Les salariés les plus soumis à la pression des projets aux délais raccourcis commencent à en avoir ras-le-bol. Ces dernières années, il y a déjà eu plusieurs salariés en « burn out » (épuisement professionnel) sur le site, la CGT alerte la direction : elle doit tout mettre en œuvre pour que cela ne se reproduise pas. Les directions d’entreprise ont une obligation de résultat quant à la santé des salariés, qu’il s’agisse de santé physique ou psychique. Mais la situation d’une ingénierie étouffée par les restrictions budgétaires conduit à un autre méfait : des salariés se retrouvent avec une activité fortement réduite. Certains qui travaillent sur le Thermique/Hybride voient leurs activités partir en Espagne ou en Roumanie et n’ont toujours pas d’activités « électriques » pour les remplacer. Cela peut avoir des conséquences délétères : 1/ recours à une forme de télétravail « originale » (« si tu n’as pas de boulot, tu peux rentrer chez toi en restant connecté sur ton ordi ») qui accroit l’isolement, 2/ détachement progressif du collectif de travail, 3/ démotivation et ennui. Cela constitue également une forme de souffrance au travail et cela a un nom depuis quelques années : le « bore-out » (épuisement professionnel par l’ennui) : « syndrome caractérisé par la sensation que vos compétences ne sont pas utilisées à leur juste valeur ». Là aussi, c’est l’employeur qui est responsable à double titre : il doit protéger la santé des salariés (la « placardisation » est une forme de harcèlement) et il se doit de fournir une activité à tout salarié sous contrat de travail.
Pas de lamentations, pas de mensonges pour épargner la direction : il faut un sursaut collectif !
Certains diront que nos constats sont trop pessimistes, que nous peignons le tableau en « noir ». Bien au contraire, c’est parce que nous sommes convaincus qu’il est possible de faire autrement que nous alertons les salariés et que nous leur proposons de réagir ensemble plutôt que de baisser la tête et de rester isolés.

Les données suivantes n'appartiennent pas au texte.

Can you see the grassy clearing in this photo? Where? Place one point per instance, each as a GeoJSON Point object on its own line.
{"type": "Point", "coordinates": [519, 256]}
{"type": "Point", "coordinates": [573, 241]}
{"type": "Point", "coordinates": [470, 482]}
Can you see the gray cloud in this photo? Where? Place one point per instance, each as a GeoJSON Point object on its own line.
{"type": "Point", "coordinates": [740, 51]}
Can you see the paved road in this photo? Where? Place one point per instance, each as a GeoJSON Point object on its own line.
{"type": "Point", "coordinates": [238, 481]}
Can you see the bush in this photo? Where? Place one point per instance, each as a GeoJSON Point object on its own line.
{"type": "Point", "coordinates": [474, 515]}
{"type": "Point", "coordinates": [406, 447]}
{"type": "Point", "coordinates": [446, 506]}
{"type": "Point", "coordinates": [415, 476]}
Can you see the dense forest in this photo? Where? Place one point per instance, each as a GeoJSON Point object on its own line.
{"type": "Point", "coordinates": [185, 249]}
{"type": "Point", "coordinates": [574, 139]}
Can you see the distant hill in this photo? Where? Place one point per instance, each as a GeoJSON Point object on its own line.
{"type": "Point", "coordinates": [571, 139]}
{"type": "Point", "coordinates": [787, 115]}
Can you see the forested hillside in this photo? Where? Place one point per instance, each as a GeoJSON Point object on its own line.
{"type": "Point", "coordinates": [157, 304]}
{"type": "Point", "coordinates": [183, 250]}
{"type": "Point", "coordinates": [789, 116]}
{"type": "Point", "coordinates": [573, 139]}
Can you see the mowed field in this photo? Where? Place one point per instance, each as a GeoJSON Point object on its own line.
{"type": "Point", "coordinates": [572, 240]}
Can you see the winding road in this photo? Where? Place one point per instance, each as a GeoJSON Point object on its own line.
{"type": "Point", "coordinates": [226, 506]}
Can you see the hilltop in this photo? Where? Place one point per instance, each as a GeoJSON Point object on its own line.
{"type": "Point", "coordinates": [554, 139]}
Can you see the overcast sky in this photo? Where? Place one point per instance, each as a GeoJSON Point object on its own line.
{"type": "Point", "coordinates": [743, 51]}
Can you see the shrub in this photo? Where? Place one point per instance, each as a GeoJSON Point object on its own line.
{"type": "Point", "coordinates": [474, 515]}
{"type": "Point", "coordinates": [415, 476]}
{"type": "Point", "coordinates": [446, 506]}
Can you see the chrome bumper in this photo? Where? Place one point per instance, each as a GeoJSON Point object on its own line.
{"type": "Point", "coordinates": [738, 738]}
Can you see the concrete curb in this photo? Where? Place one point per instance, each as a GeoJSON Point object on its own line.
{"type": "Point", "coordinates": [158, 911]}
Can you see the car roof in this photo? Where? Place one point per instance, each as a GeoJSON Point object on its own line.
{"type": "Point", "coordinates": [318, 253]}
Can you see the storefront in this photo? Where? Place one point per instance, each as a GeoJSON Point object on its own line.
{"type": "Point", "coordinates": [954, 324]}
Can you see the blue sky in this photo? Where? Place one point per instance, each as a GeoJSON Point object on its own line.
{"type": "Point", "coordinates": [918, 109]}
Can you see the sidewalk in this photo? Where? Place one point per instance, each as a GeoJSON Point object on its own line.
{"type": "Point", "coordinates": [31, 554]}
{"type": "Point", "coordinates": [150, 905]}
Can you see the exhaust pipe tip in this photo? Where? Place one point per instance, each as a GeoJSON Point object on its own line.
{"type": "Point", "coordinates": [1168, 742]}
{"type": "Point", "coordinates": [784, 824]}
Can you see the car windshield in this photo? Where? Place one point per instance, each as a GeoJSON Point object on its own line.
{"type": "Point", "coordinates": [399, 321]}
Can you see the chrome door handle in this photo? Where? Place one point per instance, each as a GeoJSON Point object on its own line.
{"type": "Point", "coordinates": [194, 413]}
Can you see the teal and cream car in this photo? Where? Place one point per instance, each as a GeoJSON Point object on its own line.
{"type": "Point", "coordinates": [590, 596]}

Réfléchissons un peu ! Alors que nous vivons une transformation technique jamais vue dans le secteur automobile, alors que les enjeux écologiques de la mobilité n’ont jamais été aussi prégnants avec un dérèglement climatique qui « nous mord la nuque », alors que la hausse des prix (des véhicules neufs et d’occasion comme des carburants) atteint des sommets et pèse sur le budget de la grande majorité de la population, comment peut-on faire croire qu’il y a besoin de moins d’ingénierie, de moins de matière grise, de moins de compétences et de force de travail dans notre secteur ?
Ce sont les objectifs de profits qui nous « tuent », pas les contraintes environnementales ou le passage à l’électrique. Nous sommes parfaitement en phase avec les considérations sociales et environnementales de la grande majorité de la population en défendant nos emplois et en réclamant plus de moyens et d’investissements.
Alors, ne restons pas isolés, agissons pour ne plus subir ! Rassemblons-nous comme les salariés de la DEA-MI sont en train de le faire pour remonter les problèmes et obtenir des moyens pour travailler tous dans de bonnes conditions.